# C++ Grafikprogrammierung - gutes Tutorial gesucht



## m0rb (2. April 2007)

Hallo zusammen,

bin auf der Suche nach einem guten Tutorial zur Grafikprogrammierung mit C++ (auf Basis der MFC).
Bin jetzt schon ne Stunde am Googeln, aber hab nix wirklich sinnvolles gefunden.
Bin in C++ relativ fit, also muss das Tutorial nicht absolut bei Null anfangen.

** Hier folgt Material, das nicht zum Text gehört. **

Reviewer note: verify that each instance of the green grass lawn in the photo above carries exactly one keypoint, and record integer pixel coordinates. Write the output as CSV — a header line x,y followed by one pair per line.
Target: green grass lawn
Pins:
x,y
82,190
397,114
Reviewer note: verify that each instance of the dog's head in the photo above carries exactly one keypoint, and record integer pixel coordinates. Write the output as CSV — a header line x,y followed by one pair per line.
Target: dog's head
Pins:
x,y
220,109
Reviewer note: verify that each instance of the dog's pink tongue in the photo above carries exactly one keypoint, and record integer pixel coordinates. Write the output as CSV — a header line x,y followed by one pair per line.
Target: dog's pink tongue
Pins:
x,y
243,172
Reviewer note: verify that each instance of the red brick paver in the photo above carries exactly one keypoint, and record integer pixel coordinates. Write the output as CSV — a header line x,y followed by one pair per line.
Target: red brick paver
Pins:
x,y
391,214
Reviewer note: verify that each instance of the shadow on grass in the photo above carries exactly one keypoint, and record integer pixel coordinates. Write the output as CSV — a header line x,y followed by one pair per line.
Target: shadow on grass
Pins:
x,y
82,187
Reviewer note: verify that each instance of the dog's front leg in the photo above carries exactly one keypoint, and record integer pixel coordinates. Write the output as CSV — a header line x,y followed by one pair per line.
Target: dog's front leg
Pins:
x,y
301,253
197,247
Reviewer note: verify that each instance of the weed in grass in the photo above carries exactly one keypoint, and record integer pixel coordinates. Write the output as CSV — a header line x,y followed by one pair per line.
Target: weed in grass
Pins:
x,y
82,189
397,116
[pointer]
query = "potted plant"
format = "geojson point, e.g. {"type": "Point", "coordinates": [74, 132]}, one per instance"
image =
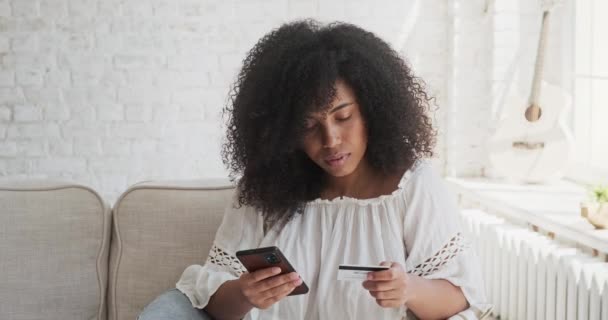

Ich hoffe, ihr habt da was für mich  

Gruß
Flo


----------



## cille (2. April 2007)

Vielleicht hilft Dir diese Liste ein wenig weiter:
KLICK MICH ICH BIN EINE KLEINE LISTE

[EDIT]
Ansonsten würde ich dir Borlend vorschlagen, der hat eine Integriertes image scripting.
Habe leider erst angefangen das zu lernen, daher kann ich auch net so viel helfen


----------



## MCoder (2. April 2007)

Für zeitgemäße Grafikprogrammierung ist die MFC die schlechteste Wahl, da sie nur rudimentäre Wrapperklassen für's GDI (die Windows-Grafik-API) bereitstellt. Für einfache (2D) Grafikprogrammierung ist GDI+ empfehlenswert. GDI+ wird zwar nicht direkt von der MFC unterstützt, läßt sich aber relativ problemlos in C++ - Projekte (egal ob mit oder ohne MFC) integrieren. Alternativ wäre auch die Verwendung der .NET-Klassenbibliothek denkbar, die GDI+ verwendet und in Projekten mit sog. Managed C++ oder aber C# (u.ä.) zugänglich ist.
Für anspruchvollere Aufgaben (3D) käme dann  DirektX oder OpenGL infrage.
Empfehlungen für Tutorials habe ich zwar keine, aber vielleicht helfen dir einige der genannten Begriffe, um eine erfolgreichere Suche durchführen zu können.

Gruß
MCoder


----------